The thing is, even diligently following the rules, there is still plenty of adventure out there, but that's for the units to provide.  National and Council provide some of the tools, but they aren't going to handhold you through everything.

 

If there isn't adventure in your unit then you need to look at your unit.  Yes, a Troop should be boy-led but we as adults in the unit have to start being a better resource.  Telling the PLC to go research and come up with the program themselves isn't the best way to ensure that adventure abounds in the unit - but having the adults plan it all isn't the best way either.  The best way is for the Scouts and the Adult Leaders to work together to create that program -............

 

Summing up - Stop blaming National for the shortcomings in your programming.  Instead of looking at these rules as things you can't do - try to see the things you can do - and there are an awful lot.

 

That is one good perspective. But actually National does have some control of the program and it starts with membership. 

 

I realize and understand the complexities of today's culture and the survival of a values program in the middle of it, but we have to be realistic with the sacrifices that come with large program changes. I got involved as an adult leader right after the induction of female troop leaders and I have watched the program continually become less adventurous. Not because women are considered the weaker sex or whatever, but because they were a massive induction of inexperienced campers and scouts. Lets be realistic, you can't teach what you do not know.

 

Now there is a discussion of bringing in girls on another forum. OK, I understand that National hasn't said anything official, sometimes these threads just happen. And I also understand that admitting youth females is not about bringing in more inexperienced adults, but actually it is.
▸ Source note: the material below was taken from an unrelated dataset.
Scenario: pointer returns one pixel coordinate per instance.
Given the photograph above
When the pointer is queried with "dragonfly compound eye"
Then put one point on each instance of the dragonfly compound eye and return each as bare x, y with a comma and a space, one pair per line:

Just like dads who like to be part of their sons youth activities experiences, so do mothers with their daughters. Bringing in more female youth will increase the percentage of inexperienced adults. 

 

Anyone who has been working with other units the last 20 years knows that leaders without a scouting and camping experience struggle to put on a scouting and camping experience. I used to work with the adults of those units. But when you see the number of units who struggle with putting on an Aims and Methods program, the over all affect is adventure is down over the whole BSA program. Our PLC in 2000 scheduled at least two patrol campouts without the troop a year. They could do more if they wanted and they could do it without adults. A troop can't plan a campout without adults today. Big deal? Oh maybe not, but it is symbolic of the trend.

 

I used to teach an "Aims and Methods" course for adults, guess which adults struggled with the idea of patrols camping 300 ft. apart from each, as well as from the adults? Guess which adults struggled with scouts doing hikes without adults, much less 5 miles hikes? I remember adults walking out of the course in frustration because I kept giving them examples of how they could provide such a program even with all their ignorance and fears. True Patrol Method camping is hard to imagine if you haven't seen it.

 

I am not turning this discussion into if girls should be admitted discussion. I'm only saying that National inadvertently drives out adventure with many of their program changes. As we get generation on generation of inexperienced adults taking over units, the expectation of adventure in the unit is being driven lower.  I retired as a scoutmaster about 15 years ago now. The program has changed enough that I would have to change some of how we did things then. And not for the better. Some of our best adventure experiences are in our troop program. But a lot of that started from experiences the adults had as a youth. 

 

I'm not sure how to keep the adventure up for the future troops. I worked with hundreds of adults in teaching them how to do this scouting stuff and many just don't trust it. It's a lot of work getting adults to let their scouts experience adventure just on a campout.